His father insisted that they all sit down to eat together. His mother would come to the table on Lifetime nights slowly, shuffling her feet, a smile painted on her face. She would ask about everyone’s day, and Janie always had a story to tell. Most of the time it was about her class’s pet hamster, Henry. Josh liked stories about Henry. They were safe. But that night she told a story about Abraham who picked his nose in class. Josh started to cringe, not wanting to look at his father’s face knowing that he would be seething, nostrils flared. He knew what subjects were acceptable and which ones were not. He tried to kick Janie under the table, to give her a signal, but she just glared at him and continued on.

“And he looks at them for a really, really, really long time,” she said, with wonder in her voice, a mystery that she could never understand.

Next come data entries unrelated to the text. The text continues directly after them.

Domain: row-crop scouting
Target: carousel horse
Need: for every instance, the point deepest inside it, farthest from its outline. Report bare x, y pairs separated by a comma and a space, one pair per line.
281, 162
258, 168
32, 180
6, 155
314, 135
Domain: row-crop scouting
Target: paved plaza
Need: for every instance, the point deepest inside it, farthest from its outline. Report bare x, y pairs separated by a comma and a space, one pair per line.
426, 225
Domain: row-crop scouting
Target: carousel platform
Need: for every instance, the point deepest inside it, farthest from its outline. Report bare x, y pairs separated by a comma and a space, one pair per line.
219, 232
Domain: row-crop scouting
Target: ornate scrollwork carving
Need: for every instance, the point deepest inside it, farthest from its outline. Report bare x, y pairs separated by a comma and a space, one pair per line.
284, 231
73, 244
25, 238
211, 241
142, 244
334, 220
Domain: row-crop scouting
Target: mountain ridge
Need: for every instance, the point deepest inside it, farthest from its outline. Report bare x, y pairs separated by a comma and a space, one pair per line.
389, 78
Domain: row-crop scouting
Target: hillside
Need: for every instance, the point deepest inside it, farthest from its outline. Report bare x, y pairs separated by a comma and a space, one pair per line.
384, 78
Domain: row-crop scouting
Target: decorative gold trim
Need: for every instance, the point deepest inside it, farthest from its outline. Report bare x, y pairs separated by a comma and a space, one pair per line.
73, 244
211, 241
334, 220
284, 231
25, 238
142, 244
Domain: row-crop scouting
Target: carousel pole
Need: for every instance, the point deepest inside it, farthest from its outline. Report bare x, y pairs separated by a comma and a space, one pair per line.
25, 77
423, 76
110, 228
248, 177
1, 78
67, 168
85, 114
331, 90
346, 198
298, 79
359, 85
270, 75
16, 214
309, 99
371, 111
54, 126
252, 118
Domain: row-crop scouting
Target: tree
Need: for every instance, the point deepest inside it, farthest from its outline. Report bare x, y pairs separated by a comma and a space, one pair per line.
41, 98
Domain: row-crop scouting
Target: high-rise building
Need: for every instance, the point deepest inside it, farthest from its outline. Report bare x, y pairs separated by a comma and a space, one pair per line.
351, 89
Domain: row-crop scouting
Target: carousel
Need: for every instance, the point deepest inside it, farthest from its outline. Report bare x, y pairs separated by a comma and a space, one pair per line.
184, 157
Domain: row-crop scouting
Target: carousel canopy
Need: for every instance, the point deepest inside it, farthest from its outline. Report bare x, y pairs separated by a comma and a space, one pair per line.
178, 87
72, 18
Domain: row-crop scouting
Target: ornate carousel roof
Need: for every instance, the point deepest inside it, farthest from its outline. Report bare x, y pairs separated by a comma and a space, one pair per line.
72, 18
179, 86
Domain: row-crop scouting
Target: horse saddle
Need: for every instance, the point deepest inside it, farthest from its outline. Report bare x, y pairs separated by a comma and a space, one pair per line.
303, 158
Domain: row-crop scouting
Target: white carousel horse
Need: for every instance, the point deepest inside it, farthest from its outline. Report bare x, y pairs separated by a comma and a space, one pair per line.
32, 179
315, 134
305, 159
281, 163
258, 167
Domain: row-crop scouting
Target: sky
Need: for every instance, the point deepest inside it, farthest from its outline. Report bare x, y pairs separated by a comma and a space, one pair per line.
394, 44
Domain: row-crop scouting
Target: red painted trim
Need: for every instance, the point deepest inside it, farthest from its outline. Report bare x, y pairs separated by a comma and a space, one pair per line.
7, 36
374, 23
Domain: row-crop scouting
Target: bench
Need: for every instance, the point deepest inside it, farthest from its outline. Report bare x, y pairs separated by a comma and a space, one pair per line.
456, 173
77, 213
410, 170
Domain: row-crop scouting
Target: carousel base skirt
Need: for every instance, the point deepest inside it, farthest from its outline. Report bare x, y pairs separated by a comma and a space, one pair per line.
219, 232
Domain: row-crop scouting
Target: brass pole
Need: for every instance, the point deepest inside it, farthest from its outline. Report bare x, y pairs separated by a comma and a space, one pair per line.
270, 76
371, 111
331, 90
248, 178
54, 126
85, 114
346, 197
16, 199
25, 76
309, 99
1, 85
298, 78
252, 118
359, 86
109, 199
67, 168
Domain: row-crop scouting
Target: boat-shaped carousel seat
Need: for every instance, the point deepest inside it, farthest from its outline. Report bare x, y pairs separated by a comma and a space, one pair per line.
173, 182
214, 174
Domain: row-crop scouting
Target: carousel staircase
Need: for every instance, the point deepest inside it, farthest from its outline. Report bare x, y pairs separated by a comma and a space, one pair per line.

Josh kept his face down, looking at his plate. He knew he had to stop her, had to save her from her innocence. He frantically wished for an earthquake, a hailstorm, his father to have a heart attack, anything. Finally, he looked at his milk glass (his father insisted they drink milk at every dinner), and deliberately spilled it. He watched the glass tip, balancing on its thin edge as if were resisting its fall, finally surrendering and spattering all over the sparkling mahogany table. He ducked down further in his chair, waiting. His father turned to him, neck snapping around, eyes malevolent. Josh got up from the table without a word, going to his room to sit on his bed. He heard Janie’s smaller, lighter steps on the on the stairs, heard her door close, heard her singing I’m a Little Teapot. He could hear the chair scrape back from the table, and the heavy tread of his father. He heard his mother move back into her chair in front of the television, the squeak of the springs of her warm place of refuge. The steps groaned under his father’s weight, and Josh counted as he father rose. Ten steps up to the landing, five steps down the hall, six more until his room. He heard his father stop at his door, pausing for a long moment. Josh dug his fingers into his palms, his spine curved, his arms around his knees, hugging himself. He watched his door, waiting for the sound of its creaking hinges as his father slowly opened the door, rolling up his sleeves.

The door never opened.

He heard his father move on, and for a moment Josh thought that his father had come to realize that he was killing his only son, that he had killed any love that Josh had ever had for him. He got slowly up from his bed to look out his door, and felt his belly let loose as he saw his father at Janie’s door, sleeves already rolled up.